У Элен розовеет от терпеливого страдания ровненький, образцовый нос, и Наташенька горячо молится о том, чтобы господом богом им были посланы духи «Гардени»… Надеяться им можно только на бога, потому что «генерал» — главным образом, потому, что нельзя же взять и позволить то, что не было продумано им еще в пензенском имении или вдруг не пришло взбалмошно в его убеленную, с непокорными вихрами голову, — просьбу дочерей оборвал, и теперь уж бесповоротно — запаха того не потерпит, даже если Наталия Александровна Герцен (у той все полно врожденным тактом и чутьем по части женских мелочей и таинств), посоветовавшая девочкам в лавке эти духи, подарила бы им флакон. Алексей Алексеевич запомнил запах и тогдашний свой запрет — и не позволит. Красивая Елена морщит нос, Наташенька плачет.
Она была тоненькая и угловатая, с выражением страстного внимания на лице, какое бывает у очень близоруких людей, а в ее бледно-голубых глазах прочитывалось желание все постичь (все здешнее заранее казалось ей прекрасным, поскольку не похоже на всегдашнее усадебное), еще в них мелькало молодое стремление показать себя, и тут же — неуверенность в себе, порывистость и благодарность людям, которые все это поймут в ней. Младшая Тучкова казалась отважной от беззащитности.
Натали видела в ней предназначенность для другой, высшей жизни, без опаски и скрытности… Но он, грешен, не любит голубого — до знания жизни, а не после него: не ясно, куда еще выведет знание. Редко когда голубое сияние сохраняется в последующей жизни и проносится тихим уже свечением — не напоказ. А впрочем, она молода, занятна в своих ребяческих вспышках и нежноволоса…
Нет же, размышляя о ней, Герцен не взвешивал за Николеньку Огарева. (Что-то предвидела, говорила, что «чувствует» про него и нее заранее, Натали). Однако Тучковы, соседи Ника по пензенскому имению, нагнали их в Риме с письмом от него, где было несколько фраз особо о младшей дочери — с просьбой ободрить ее в давящих семейных обстоятельствах. И в Александре возникло слегка ревнивое приглядывание: чем заслужила приязнь столь близкого для него человека? И отсюда — едва ли не большая готовность принять старшую, «не рекомендованную», сестру, не такова ли вообще судьба подобных писем?

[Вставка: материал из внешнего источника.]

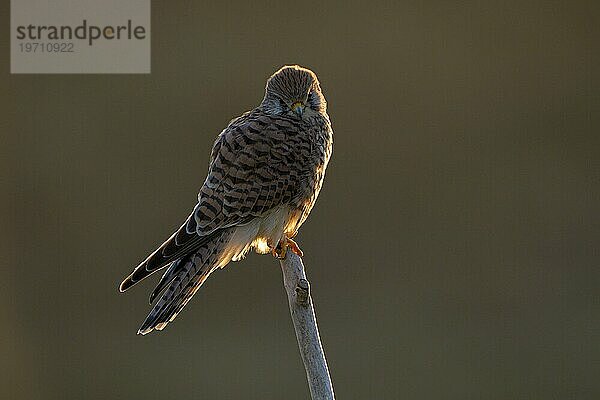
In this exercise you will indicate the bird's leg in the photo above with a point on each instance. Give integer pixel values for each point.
(281, 248)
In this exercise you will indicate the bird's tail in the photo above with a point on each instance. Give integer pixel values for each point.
(183, 278)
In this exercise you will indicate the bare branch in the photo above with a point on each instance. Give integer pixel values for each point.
(305, 325)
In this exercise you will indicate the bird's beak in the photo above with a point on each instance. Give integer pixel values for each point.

Словом, Герцену больше нравилась Елена, с затаенной и осознанной внутренней жизнью. Ник, сказал он себе, вообще нередко ошибается насчет женщин. Любя все красивое и страстное, он предполагает во всех — до последнего разуверения — лучшее, правдивое. Порой тем самым делает их на время такими; увы, не навсегда.
С Огаревым встретились в герценовские четырнадцать лет, Николаю было на год меньше. Александр помнит, каким увидел его впервые в лесу на берегу Москвы-реки, напротив Воробьевых гор, где тот гулял со своим тщедушным, рассеянным и франтоватым воспитателем из немцев Карлом Ивановичем Зонненбергом. Было жарко, и гувернер решил искупаться; попав на быстрое течение реки, стал звать на помощь. На крики прибежали Александр и незнакомый подросток. Оба они оказались на берегу с готовностью подвига и с отвагой, но воспитателя уже вытащил из воды проходивший мимо солдат.
Тогда же мальчики познакомились и сговорились встретиться снова. У Александра вызывало безотчетное доверие пухлое лицо Николеньки, отчасти похожего на недоросля и маменькиного сына (но это не так — Ник сирота, а совсем недавно он потерял также и бабушку), его крутые кудри, очень яркие губы, нос с мягкой горбинкой, слегка привздернутый на конце, открытость, томление и порыв в темно-синих глазах. Правда, поначалу, в первые недели их знакомства, он был подавлен смертью бабушки, печален. И Александр боялся его тормошить, пытаться втягивать в игры. Сам он был в ту пору иным: худощавым, с немного неверной осанкой, на его облик накладывала отпечаток затворническая и старчески размеренная жизнь в доме его отца. Однако у него был подвижный, насмешливый взгляд и — в минуты оживления — торопливая и страстная речь.